Kampagne sollte "Tatsachen" gegen "Falschinformationen" setzen
US-Militär hat irakische Presse für positive Berichte bezahlt

Das US-Militärkommando in Bagdad hat erstmals zugegeben, dass irakische Zeitungen für die Veröffentlichung positiver Berichte über den US-Einsatz bezahlt wurden.

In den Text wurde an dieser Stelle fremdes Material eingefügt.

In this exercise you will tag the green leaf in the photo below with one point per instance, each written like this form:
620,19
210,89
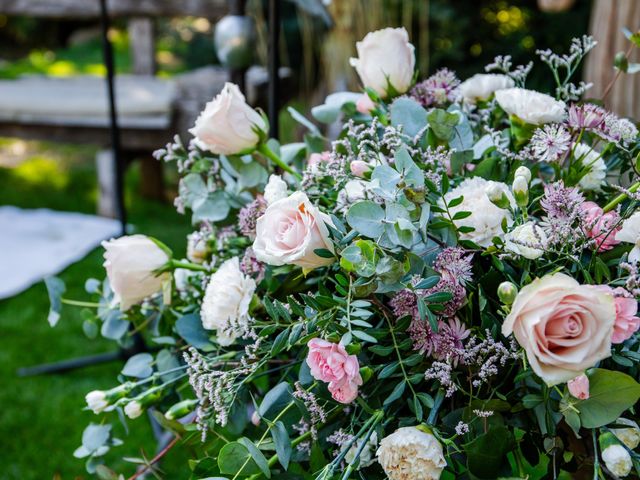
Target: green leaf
282,443
235,458
610,394
366,217
190,328
55,288
256,456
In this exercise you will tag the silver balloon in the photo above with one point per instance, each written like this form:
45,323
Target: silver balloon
234,40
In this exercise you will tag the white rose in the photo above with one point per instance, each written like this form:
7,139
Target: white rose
227,125
485,218
385,57
617,460
130,262
630,233
96,401
197,250
533,107
133,409
411,454
225,307
591,159
276,189
528,241
563,326
482,85
629,436
366,455
289,232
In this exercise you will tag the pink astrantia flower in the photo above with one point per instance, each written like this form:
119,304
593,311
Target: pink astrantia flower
330,363
601,227
579,387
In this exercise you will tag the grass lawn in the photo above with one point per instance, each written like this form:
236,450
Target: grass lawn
42,418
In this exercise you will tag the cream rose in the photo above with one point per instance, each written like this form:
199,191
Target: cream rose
385,57
131,262
225,306
289,232
533,107
563,326
482,85
227,125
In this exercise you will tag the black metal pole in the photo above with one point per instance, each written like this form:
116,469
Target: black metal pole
274,66
107,51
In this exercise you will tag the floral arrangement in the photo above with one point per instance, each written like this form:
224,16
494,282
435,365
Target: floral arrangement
447,290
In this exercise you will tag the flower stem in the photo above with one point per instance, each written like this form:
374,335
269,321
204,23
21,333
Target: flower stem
620,198
267,152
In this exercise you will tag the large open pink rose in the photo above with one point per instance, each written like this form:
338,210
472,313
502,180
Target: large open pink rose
563,326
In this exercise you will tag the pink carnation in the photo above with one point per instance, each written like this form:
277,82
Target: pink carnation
579,387
330,363
626,323
600,226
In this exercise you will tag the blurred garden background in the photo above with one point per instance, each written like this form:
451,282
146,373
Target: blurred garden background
42,417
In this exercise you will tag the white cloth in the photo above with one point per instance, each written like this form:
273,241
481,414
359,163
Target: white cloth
37,243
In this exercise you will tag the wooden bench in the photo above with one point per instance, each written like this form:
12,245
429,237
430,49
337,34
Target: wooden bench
74,110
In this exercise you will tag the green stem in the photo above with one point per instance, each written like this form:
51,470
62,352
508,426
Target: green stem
267,152
620,198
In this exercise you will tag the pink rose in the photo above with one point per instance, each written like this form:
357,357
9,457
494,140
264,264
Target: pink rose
290,231
359,168
330,363
579,387
600,226
365,105
626,323
563,326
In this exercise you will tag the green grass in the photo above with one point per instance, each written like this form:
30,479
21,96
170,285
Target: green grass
42,418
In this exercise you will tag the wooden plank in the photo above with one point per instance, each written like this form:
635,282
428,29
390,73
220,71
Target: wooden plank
212,9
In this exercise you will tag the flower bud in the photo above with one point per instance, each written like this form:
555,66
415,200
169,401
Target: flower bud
498,196
615,456
180,409
520,189
523,171
507,292
359,168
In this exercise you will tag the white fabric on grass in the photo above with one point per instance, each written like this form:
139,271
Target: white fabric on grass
37,243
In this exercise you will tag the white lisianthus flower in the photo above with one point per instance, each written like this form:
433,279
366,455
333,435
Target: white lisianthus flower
225,306
482,85
527,240
530,106
385,57
593,160
630,233
197,250
96,401
411,454
227,125
617,460
130,262
486,218
276,189
289,232
366,456
629,436
133,409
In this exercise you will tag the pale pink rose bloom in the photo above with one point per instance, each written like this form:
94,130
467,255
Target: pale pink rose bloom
365,105
579,387
359,168
601,226
564,327
330,363
626,323
290,231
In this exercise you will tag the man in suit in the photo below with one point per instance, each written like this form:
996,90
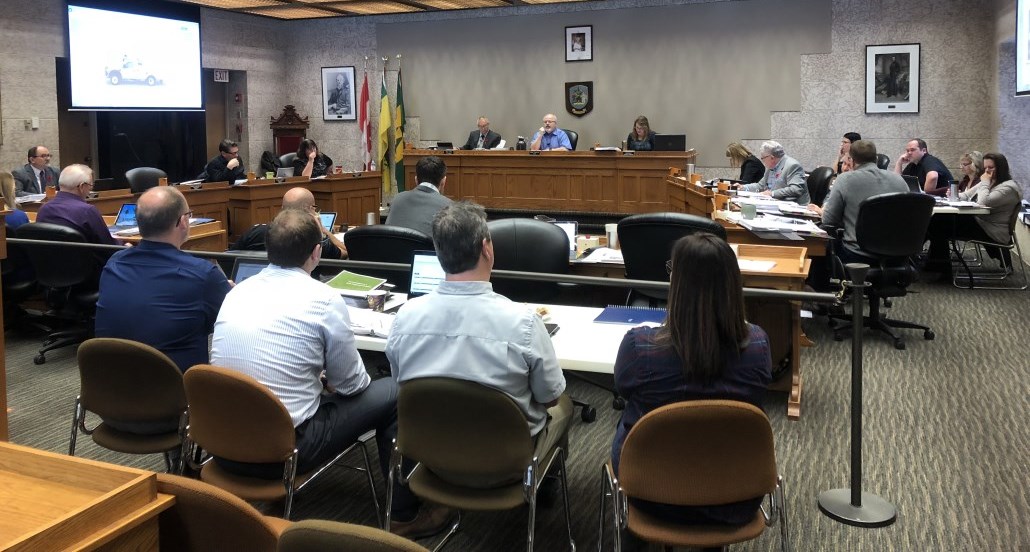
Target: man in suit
784,178
483,138
415,208
37,174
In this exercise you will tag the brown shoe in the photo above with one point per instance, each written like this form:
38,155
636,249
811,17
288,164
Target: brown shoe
432,519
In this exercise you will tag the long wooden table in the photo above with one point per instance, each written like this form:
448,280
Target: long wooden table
584,181
782,320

HB WASHINGTON. In einer Erklärung heißt es nach Angaben der „Washington Post“ (Samstag), die Entlohnungen seien Teil einer legitimen Kampagne, um „Falschinformationen“ durch die Aufständischen „Tatsachen“ entgegen zu setzen. Zugleich wird jedoch auch eingeräumt, dass dabei die Grenzen des Zulässigen überschritten worden sein könnten, und eine formelle Untersuchung in Aussicht gestellt.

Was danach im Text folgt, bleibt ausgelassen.